# GESTIÓN DEL AGUA > Trasvases >  Travase a Baza

## ben-amar

En esta sección
europapress.es
Sábado, 15 de mayo 2010
Andalucía


CHG estudia el modo de mantener el trasvase a Baza tras la anulación del decreto que lo justificaba

GRANADA, 9 Mar. (EUROPA PRESS) -

   La Confederación Hidrográfica del Guadalquivir (CHG) estudia el modo de continuar con el trasvase del río Castril para abastecer a Baza (Granada) después de que el Tribunal Supremo (TS) haya ratificado la anulación del decreto que justificaba ésta y otras medidas para corregir los efectos de la sequía en las cuencas hidrográficas de los ríos Guadiana, Guadalquivir y Ebro.

   El Gobierno indicó hoy en un comunicado que el rechazo del TS al Real Decreto de Sequía de 2005 se apoya "en un aspecto formal", por lo que estudiará qué medidas pueden ser adoptadas para corregir este vacío legal y "dar continuidad" a las actuaciones desarrolladas hasta el momento "para garantizar el agua en las zonas de mayor riesgo en periodos de sequía".

   Entre estas medidas destaca la creación de una conducción para abastecer a Baza aguas abajo del embalse del Portillo, de modo que la población no sufra los efectos de sequías futuras.

   El Gobierno recuerda en este sentido que "los históricos pluviométricos demuestran que en la demarcación hidrográfica del Guadalquivir los periodos de sequía son cíclicos y los acontecimientos de las últimas lluvias no tienen un carácter permanente".

   Esta medida ha suscitado algunas críticas por parte de colectivos sociales y ecologistas como la Plataforma en Defensa del río Castril, que se opone a este trasvase por considerar que "es innecesario" y causará "graves daños" a los ecosistemas de la zona.

   Ha sido esta plataforma la que ha dado conocer la decisión de la Sala Tercera del Tribunal Supremo (TS) de ratificar la sentencia emitida el pasado 24 de noviembre por la que se declara nulo el Real Decreto de Sequía de 2005 y por ello ha instado a la Confederación a "actuar en consecuencia" y paralizar las obras del trasvase.

   También ha propuesto que se cree una figura de protección para el valle y el río de Castril, de modo que "sea patrimonio de todos y sirva como un elemento más de desarrollo sostenible a las comarcas de Baza y Huéscar".

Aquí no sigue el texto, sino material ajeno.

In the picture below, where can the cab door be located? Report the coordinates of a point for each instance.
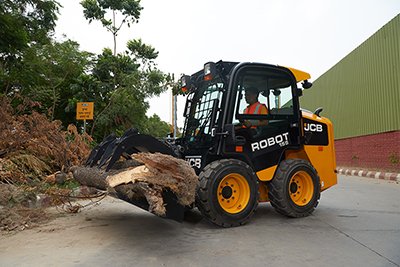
(263, 145)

   Además, ha solicitado que se abra una mesa de negociación en la que estén representadas todas las partes afectadas para buscar una alternativa para ceder agua a Baza sin perjudicar al entorno natural del río.

----------


## REEGE

Se habla por el pueblo que éste embalse jamás se debería haber construido, pués el río castril, ya no es el mismo, y el entorno es impresionante. Debemos estar a favor de los embalses, pero comprender sus efectos y rechazar los que ocasionan más inconvenientes que ventajas. Y yo personalmente estoy a favor de un río Castril sin obstáculos y sin que se vea afectado por la mano del hombre.

----------